Décrit comme un véritable château-fort avec ses tours, celles de l’orgueil, remplies d’armes et de flèches, ses remparts, c’est à dire les prétextes mis en avant pour pécher, quotidiennement retapés et renforcés malgré les efforts des prédicateurs, cf. lignes 70-76.
Lignes 68-69. Initialement, le roi souhaitait quitter Chypre rapidement, dès la fin février (J. Richard, Saint Louis... op. cit., p. 211-212); les conditions difficiles de navigation en Méditerranée à cette époque de l’année et peut-être l’hésitation sur le lieu de débarquement l’ont conduit à repousser ce départ à la fin avril [selon J. Richard, le choix de l’Egypte est définitivement effectué en avril, puisqu’il envoie par lettre son défi au sultan, Ibidem, p. 213-216; sur les raisons de ce choix, Idem, La politique orientale ... art. cit., p. 200-205; on lit une traduction de la lettre au sultan et de sa réponse, selon l’historien arabe Maqrisi, dans Chronique arabes des croisades (présentation F. Gabrieli), s. l., 19962, p. 328-330; le sultan y prédit la catastrophe finale, mais Maqrisi écrit postérieurement aux événements, Ibidem, p. 390-391]; les rivalités entre Pisans et Gênois à Acre provoquent un nouveau retard (J. Richard, Saint Louis... op. cit., p. 212); l’embarquement a finalement lieu le 13 mai (J. Richard, Ibidem, p. 216)
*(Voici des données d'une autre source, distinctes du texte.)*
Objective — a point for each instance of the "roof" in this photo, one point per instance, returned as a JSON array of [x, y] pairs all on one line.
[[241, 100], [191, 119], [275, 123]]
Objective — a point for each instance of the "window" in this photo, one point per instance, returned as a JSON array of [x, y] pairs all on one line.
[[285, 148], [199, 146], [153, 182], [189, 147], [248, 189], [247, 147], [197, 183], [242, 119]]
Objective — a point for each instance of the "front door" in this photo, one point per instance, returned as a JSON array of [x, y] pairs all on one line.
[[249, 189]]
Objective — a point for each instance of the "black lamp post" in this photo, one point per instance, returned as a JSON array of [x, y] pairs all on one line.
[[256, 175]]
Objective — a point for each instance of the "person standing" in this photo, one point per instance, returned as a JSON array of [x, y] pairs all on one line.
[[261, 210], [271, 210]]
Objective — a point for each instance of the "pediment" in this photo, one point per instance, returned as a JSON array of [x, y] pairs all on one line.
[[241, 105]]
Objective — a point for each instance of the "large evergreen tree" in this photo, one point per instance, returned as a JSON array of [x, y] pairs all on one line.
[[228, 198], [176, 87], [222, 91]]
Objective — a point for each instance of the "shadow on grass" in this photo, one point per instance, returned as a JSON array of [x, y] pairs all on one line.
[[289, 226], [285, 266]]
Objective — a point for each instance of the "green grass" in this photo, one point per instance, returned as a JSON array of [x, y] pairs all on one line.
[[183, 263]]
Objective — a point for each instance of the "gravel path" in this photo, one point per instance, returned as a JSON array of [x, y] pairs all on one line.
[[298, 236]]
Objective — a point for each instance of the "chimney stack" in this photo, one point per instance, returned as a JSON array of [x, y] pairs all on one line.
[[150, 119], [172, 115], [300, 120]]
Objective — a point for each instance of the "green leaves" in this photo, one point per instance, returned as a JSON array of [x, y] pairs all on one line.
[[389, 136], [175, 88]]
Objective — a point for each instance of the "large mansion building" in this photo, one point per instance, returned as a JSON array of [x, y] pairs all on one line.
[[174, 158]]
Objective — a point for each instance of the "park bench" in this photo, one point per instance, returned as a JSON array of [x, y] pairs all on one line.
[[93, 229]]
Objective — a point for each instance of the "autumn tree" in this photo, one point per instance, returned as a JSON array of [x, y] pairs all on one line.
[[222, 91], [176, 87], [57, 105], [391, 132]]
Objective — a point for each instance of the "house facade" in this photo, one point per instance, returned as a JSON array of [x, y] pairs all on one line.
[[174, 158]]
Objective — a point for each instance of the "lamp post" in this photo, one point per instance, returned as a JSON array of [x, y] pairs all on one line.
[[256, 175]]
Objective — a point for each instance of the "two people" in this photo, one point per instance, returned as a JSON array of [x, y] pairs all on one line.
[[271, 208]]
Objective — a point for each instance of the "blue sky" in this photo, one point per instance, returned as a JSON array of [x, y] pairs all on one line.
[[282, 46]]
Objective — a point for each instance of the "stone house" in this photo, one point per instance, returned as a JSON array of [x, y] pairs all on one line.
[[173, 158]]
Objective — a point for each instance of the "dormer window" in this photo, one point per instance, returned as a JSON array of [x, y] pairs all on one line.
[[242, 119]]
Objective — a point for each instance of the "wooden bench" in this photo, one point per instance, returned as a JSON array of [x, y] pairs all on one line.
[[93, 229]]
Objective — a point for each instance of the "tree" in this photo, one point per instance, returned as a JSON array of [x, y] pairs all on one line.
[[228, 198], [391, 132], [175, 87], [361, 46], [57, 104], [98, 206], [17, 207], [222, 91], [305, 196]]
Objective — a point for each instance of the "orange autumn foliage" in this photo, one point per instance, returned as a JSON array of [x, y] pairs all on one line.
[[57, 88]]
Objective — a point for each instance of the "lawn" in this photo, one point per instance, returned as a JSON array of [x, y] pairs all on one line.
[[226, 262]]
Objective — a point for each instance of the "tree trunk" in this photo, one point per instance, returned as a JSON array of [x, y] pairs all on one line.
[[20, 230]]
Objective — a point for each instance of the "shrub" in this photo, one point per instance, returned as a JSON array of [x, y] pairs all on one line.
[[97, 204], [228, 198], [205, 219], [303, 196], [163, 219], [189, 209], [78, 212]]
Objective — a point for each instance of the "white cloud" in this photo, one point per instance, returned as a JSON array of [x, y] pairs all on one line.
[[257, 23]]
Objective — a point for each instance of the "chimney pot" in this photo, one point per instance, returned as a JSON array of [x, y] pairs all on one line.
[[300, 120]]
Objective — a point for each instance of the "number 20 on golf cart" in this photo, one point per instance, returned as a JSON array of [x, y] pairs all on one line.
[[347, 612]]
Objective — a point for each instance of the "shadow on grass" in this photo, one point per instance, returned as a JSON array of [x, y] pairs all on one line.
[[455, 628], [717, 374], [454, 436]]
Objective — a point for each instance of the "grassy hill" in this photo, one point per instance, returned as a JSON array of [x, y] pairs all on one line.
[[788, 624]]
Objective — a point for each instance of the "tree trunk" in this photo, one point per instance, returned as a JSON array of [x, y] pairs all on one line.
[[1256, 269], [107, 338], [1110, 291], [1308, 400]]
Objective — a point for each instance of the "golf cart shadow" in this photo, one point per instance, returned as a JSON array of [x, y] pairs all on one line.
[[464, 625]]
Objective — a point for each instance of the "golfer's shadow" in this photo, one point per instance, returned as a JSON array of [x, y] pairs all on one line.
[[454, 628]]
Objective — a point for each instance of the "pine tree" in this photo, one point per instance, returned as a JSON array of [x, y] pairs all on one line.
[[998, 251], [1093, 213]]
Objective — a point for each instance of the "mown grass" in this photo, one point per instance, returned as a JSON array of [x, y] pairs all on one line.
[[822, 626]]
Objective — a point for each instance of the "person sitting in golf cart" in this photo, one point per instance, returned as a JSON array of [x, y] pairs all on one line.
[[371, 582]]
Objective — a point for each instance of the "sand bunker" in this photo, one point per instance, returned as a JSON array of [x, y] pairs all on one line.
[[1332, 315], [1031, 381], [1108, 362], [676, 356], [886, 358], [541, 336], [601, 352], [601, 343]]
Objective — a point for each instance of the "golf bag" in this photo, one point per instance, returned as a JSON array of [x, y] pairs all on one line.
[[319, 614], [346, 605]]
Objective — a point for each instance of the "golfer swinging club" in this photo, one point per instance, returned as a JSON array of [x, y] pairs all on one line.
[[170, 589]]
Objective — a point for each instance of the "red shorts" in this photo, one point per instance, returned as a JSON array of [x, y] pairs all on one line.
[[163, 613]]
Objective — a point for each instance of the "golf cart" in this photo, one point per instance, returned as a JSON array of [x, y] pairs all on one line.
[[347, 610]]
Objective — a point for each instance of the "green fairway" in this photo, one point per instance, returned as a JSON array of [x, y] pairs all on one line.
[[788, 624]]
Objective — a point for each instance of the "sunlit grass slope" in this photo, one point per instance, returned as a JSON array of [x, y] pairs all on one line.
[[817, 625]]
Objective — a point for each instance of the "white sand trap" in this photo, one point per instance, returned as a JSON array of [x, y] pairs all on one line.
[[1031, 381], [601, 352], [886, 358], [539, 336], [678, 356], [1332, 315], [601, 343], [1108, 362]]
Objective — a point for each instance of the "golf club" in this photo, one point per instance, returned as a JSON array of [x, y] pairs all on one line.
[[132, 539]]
Voir J. Richard, Ibidem, p. 210-211.
Voir supra note 132; il s’agit des lignes 70-76 du SERMO n° 11: « Ce royaume est muni de très hautes tours, celles de l’orgueil..., et renferme des armes dans ces tours, car leurs dents leur sont armes et flèches, et leur langue un glaive acéré. Des murs, c’est à dire des excuses pour justifier leurs péchés; et quoique less prêtres, c’est à dire les prédicateurs, en aient fait le tour bien plus de sept fois, soufflant leur trompettes pour apprendre aux hommes à ne pas checher d’excuses à leurs péchés, mais plutôt à s’en accuser, ces murs ne s’effondrent pas encore, au contraire ils sont reconstruits et renforcés chaque jour ». Un grand nombre des images qu’emploie ici l’orateur renvoie aux péchés de la langue, à la fois comme vecteur et instrument intrinsèque de la faute; voir sur ce thème C. Casagrande-S. Vecchio, I peccati della lingua. Disciplina ed etica della parola nella cultura medievale, Rome, 1987 (trad. française: Les péchés de la langue. Discipline et éthique de la parole dans la culture médiévale, Paris, 1991); il est probable que le langage et le comportement des croisés doit l’affoler eu égard aux échéances à venir, et qu’il ressent son impuissance.